Эти мучительные сомнения объясняются во многом тем, что в наш век наука и техника развиваются несравненно быстрее, чем в века минувшие. А мудрость человечества, его нравственное сознание развиваются по-прежнему медленно. Достаточно сопоставить познания Архимеда с познаниями Эйнштейна, чтобы понять огромность совершенного человечеством шага, а философская мысль нашего времени выдерживает сопоставление с мыслью времен Платона. То есть у человечества не все «генетические характеристики» развиваются с одинаковой быстротой. Такой разнобой допустим лишь в узких рамках. Иначе может исчезнуть бесследно с земли целый вид. Возьмите гигантских доисторических рептилий — динозавров. Эти животные достигли огромных размеров, потому что на первом этапе их эволюции величина была важнейшим фактором в борьбе за существование. Но поскольку увеличение роста не сопровождалось развитием остальных характеристик, в первую очередь мозга, животные вымерли. Сегодняшний «мозг» человечества — его нравственное сознание катастрофически отстает от огромного «научного тела».
Именно поэтому ряд видных биологов Западной Европы и Америки и решил отказаться от дальнейших исследований в области генетики до тех пор, пока этическая ответственность, наш «мозг» не разовьется, не станет более высоким…
Эдип XX века решил не отгадывать загадки сфинкса. А ведь то — по мифу — была загадка («кто ходит утром на четырех ногах, днем — на двух, а вечером — на трех?»), ответ на которую был: человек.
По мотивам известного мифа Софокл создал бессмертную трагедию Рока — «Царь Эдип». Начало ее исполнено траурной торжественности: Фивы посетила чума, и хор детей и стариков умоляет царя Эдипа избавить город от этой новой беды, как некогда он избавил его от «хищной девы», требовавшей человеческих жертв. В понимании хора чума — это сила, подвластная человеку, «венчанному мудростью» и любимого богами. (Любопытно отметить, что это первое в большой литературе появление чумы в качестве завязки действия и фона, выявляющего характеры, отношения людей, верования, нравы эпохи.
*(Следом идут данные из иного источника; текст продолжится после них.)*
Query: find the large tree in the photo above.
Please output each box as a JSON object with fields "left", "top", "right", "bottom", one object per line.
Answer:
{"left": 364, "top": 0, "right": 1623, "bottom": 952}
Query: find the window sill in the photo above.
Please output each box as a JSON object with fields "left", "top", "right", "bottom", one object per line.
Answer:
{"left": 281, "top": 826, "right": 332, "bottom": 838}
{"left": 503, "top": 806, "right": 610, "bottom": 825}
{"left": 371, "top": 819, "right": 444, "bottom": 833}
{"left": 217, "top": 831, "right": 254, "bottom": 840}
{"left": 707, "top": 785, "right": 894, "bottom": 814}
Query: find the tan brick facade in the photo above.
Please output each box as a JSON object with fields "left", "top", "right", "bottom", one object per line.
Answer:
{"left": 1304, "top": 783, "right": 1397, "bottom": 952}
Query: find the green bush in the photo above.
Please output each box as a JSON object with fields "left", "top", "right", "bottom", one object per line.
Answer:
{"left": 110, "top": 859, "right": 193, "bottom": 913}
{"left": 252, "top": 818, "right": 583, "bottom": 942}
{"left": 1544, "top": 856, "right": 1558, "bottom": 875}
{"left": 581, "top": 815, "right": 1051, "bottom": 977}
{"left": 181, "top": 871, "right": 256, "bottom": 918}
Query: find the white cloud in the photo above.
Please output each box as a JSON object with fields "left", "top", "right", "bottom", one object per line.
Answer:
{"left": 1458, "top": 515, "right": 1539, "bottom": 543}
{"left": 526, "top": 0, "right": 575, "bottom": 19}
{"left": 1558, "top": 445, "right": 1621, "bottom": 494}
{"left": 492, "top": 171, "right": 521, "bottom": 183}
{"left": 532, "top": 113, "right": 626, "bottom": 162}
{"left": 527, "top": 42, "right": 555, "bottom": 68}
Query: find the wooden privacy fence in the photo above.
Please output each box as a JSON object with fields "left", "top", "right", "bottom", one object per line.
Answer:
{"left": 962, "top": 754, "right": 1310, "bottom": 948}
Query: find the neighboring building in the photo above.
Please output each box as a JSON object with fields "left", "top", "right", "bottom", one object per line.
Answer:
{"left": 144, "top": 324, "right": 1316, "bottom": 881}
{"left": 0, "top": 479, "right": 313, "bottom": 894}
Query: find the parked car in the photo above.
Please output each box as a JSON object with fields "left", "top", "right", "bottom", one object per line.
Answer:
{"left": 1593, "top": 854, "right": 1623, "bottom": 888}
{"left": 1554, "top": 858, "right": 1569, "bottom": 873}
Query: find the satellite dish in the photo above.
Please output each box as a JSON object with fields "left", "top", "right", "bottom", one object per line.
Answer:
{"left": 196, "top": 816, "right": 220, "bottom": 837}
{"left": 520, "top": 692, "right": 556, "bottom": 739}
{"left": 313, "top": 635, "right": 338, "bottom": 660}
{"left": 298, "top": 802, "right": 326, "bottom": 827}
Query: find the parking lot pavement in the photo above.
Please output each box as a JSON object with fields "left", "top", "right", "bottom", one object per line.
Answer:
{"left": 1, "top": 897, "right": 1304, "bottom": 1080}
Через две тысячи лет после Софокла чума возродится у Боккаччо в «Декамероне» в атмосфере веселого бесстрашия, чтобы в наш век вернуться к читателю как совершенно иррациональная, неподвластная человеку сила в одноименном романе Альбера Камю.) Эдип отвечает хору, что уже послал в Дельфы, в «обитель Аполлона», одного из мудрейших мужей, чтобы узнать, какой ценой можно отвести от города беду. И тотчас же мы — с Эдипом и хором — узнаем, что в качестве цены Аполлон назначил изгнание убийцы Лайя, царствовавшего в Фивах до Эдипа.